It looked as if the European sovereign debt issues were going to trigger selling at the open, but the market held up reasonably well given the few positives in the air. The dip-buyers managed two good bounces and breadth managed to improve quite a bit from nearly 4-to-1 negative in the early going.
Although we did manage to close near the highs of the day, there wasn't much aggressive accumulation to be found. Apple (AAPL) helped the bulls, but every major sector was in the red and Facebook mania calmed down.
The big question is whether a couple days of soft action is a sufficient correction to help set the stage for more upside. I'd really like to answer with a yes, but there have been very few signs of any real pessimism. We pretty much shrugged off Europe, and the attitude is complacency, even though there are good reasons to believe the selling has not run its course.
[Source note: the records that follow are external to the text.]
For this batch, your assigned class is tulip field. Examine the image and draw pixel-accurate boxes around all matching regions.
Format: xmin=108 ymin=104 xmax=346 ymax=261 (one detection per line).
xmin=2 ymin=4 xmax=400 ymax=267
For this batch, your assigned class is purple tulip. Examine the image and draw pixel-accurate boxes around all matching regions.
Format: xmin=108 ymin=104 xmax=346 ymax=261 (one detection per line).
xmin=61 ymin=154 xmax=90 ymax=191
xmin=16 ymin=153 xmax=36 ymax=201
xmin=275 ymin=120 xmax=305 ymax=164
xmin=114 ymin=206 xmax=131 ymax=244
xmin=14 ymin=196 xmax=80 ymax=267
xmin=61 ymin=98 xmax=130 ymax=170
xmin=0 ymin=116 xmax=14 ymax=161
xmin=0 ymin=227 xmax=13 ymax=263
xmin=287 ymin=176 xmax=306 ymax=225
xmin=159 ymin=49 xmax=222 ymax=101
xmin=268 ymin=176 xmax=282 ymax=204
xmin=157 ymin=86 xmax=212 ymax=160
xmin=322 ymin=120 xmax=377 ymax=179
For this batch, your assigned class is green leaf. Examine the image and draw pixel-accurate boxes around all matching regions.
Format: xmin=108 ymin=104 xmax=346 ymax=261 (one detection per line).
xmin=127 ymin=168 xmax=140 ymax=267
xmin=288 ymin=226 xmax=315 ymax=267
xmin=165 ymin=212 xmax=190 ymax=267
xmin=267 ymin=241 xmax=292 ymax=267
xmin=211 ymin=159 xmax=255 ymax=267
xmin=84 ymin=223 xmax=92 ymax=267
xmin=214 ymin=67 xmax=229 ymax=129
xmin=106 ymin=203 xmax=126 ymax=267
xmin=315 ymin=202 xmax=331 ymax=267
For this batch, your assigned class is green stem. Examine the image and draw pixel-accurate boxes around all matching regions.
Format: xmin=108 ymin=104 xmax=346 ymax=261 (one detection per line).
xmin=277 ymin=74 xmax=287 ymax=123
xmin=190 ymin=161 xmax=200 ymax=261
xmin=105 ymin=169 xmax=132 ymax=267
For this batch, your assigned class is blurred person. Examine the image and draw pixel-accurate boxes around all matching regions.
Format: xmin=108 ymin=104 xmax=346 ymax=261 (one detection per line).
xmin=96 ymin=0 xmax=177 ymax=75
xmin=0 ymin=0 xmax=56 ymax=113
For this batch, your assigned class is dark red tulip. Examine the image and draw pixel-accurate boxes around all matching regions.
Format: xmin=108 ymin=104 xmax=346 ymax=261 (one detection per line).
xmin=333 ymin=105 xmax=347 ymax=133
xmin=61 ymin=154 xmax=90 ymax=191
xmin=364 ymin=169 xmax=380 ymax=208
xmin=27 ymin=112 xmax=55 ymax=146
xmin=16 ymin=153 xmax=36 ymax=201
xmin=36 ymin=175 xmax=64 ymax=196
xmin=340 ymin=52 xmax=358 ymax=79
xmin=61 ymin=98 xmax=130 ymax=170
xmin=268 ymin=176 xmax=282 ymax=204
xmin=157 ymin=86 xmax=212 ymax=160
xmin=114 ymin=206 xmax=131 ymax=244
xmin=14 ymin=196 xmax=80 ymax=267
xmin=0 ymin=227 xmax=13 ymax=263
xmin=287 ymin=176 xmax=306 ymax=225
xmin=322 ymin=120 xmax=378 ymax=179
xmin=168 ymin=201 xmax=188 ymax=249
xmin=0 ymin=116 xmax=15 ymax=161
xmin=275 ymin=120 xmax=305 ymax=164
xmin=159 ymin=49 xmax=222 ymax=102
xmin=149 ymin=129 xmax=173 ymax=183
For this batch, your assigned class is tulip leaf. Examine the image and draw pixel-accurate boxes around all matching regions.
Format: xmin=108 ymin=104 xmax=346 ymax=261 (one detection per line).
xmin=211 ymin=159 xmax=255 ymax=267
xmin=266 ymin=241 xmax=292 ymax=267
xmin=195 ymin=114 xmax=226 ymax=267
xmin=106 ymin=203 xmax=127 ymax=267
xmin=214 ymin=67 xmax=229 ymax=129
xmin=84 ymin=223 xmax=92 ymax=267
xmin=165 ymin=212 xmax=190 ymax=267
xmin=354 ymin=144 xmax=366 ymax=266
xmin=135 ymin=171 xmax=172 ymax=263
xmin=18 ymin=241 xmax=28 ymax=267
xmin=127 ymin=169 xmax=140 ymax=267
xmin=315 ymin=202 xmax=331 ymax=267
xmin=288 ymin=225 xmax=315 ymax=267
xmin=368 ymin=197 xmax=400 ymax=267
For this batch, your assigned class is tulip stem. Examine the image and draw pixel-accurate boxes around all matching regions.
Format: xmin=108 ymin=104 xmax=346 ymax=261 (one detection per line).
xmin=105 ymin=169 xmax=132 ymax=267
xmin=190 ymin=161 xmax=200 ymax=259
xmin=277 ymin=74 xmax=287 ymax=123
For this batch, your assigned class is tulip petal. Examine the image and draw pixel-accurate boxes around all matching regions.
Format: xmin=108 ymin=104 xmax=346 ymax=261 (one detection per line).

If I were seeing pockets of buying action, I'd feel more optimistic that it would resume trending upward. But what we have is dip-buying with little chasing. The bargain hunters want in but the real bulls aren't following through. We end with just mild losses but no real strength.
My fear is that the dip-buyers have used up a lot of juice recently and don't have much to show for it, which may cause them to be less aggressive on subsequent pullbacks. Dip-buying always sounds great in theory when we are trending up, but it loses its appeal quickly when the bounces don't hold.
The bulls look sloppy, but they still have the advantage. They need more energy soon or they may lose the dip-buyers.
Have a good evening. I'll see you tomorrow.